SPECIAL CORRESPONDENT OF THE OUTLOOK IN ENGLAND

INETY per cent of the soldiers now

in the British army worked for a daily wage before the war-that is to say, they have come from the so-called working classes. Never in all their lives before have these men been as well clothed, fed, or looked after in every way. Unless death or serious disability intervenes, the period of the war will, in the future, be looked back upon by most of them as a time of surcease from all the ills of poverty such as had been their lot before, and of freedom from anxiety as to the welfare of their families. Never has the woman had so much cash in hand given to her out of her husband's earnings as the Government now allows for her subsistence, and the soldier knows that if he is killed or crippled a pension will be forthcoming. Only those familiar with the grinding and sordid poverty in which the average English workingman has lived in the past can realize the peaceful and care-free state of mind in which hundreds of thousands of the English soldiers now live.

The workingman who for one reason or another has stayed at home has never before been given the opportunity of earning larger wages, and while the cost of living has greatly increased (about seventy per cent), and the workingman's family is thoroughly unskilled in the art of economical living, it is the employer, whether the Government or a private individual, who has taken the increase largely upon himself.

The real burden of the war has fallen upon what is called in England the lower middle class, in which are found the shopkeepers' assistants, the minor clerks, the men with small single-handed businesses, and others of like incomes. Enlistment has in many cases resulted in permanent loss of position, destruction of business, or interruption of plans for betterment. The pay of the soldier and the Government allowance to families, while they seem liberal to those who have been manual laborers, do not equal the former incomes of these people from the middle classes. Some relief has been afforded by grants made from special funds raised for the purpose, but this relief is not evenly distributed, and when it is received is rarely equal to the loss incurred. In consequence homes

have been broken up, the education of children interrupted, and a scale of living adopted for the family necessarily considerably below the standard of pre-war days.

It is these people who will suffer most from the war and who will have no chance after the war to secure redress, for they are not combined in effective organizations and are subject to competition from every one seeking employment who may be of the same class and whose qualifications for employment consist principally of the need for money on which to live. They will be crushed between the class below and the class above, as they have always been and always will be. These people are looked upon as negligible in politics or industry. There are always more than enough of them; women can often take the places of men, and they can call no halt to any activity of the nation should they attempt to attract attention to their grievances through some concerted action, for of this they are incapable.

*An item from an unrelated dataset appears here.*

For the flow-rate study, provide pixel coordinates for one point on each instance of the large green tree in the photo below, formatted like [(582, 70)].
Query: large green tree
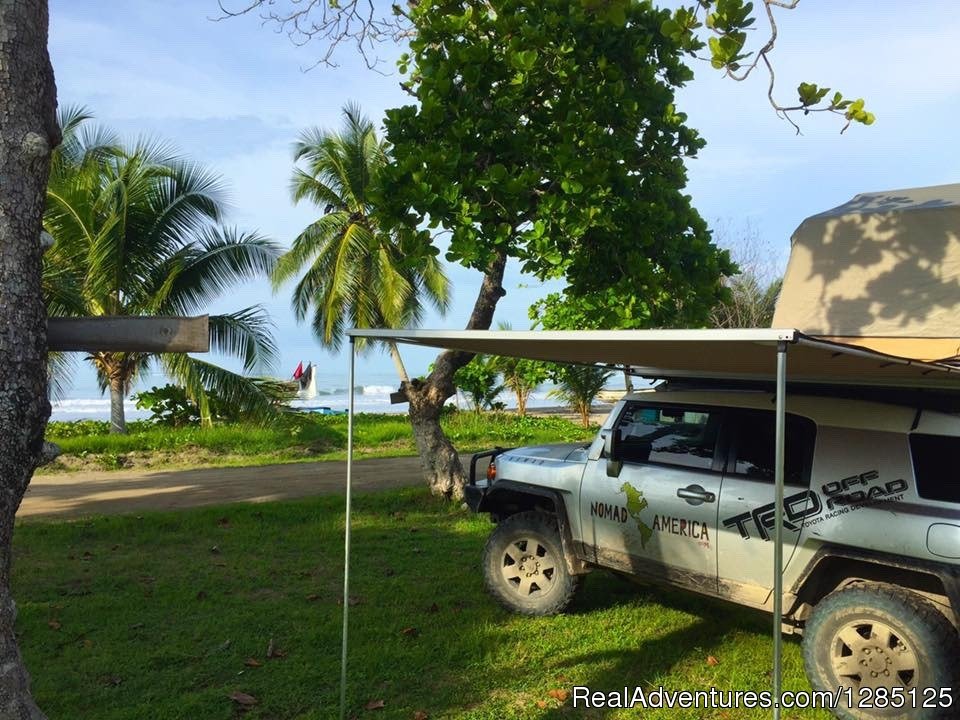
[(139, 231), (351, 274), (546, 132)]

Money and property possess great power in England, and until the coming of this war had been able to keep the activities of organized labor well under control. The capitalistic stronghold was by 1914 being seriously threatened, however. Its stoutest battlements were being undermined, and it had been only through almost ignominious compromise that disaster had been averted. A Liberal Government had joined with labor in an attack upon vested rights and interests long held to be inviolable. In July, 1914, the country was on the verge of great industrial strikes and lockouts, seemingly inevitable. Then came the war with its reactions, and the war has proved a temporary solvent of a serious situation.

The conflict between labor and capital, which in England is more of a class war than it is elsewhere, has been only postponed, however, and the question now most frequently asked, aside from conjecture as to the probable duration of the war, is as to what is going to happen in the days of peace to come. Will things be taken up just where they were left off? Has the war brought new difficulties, or has it perhaps decreased those of former days?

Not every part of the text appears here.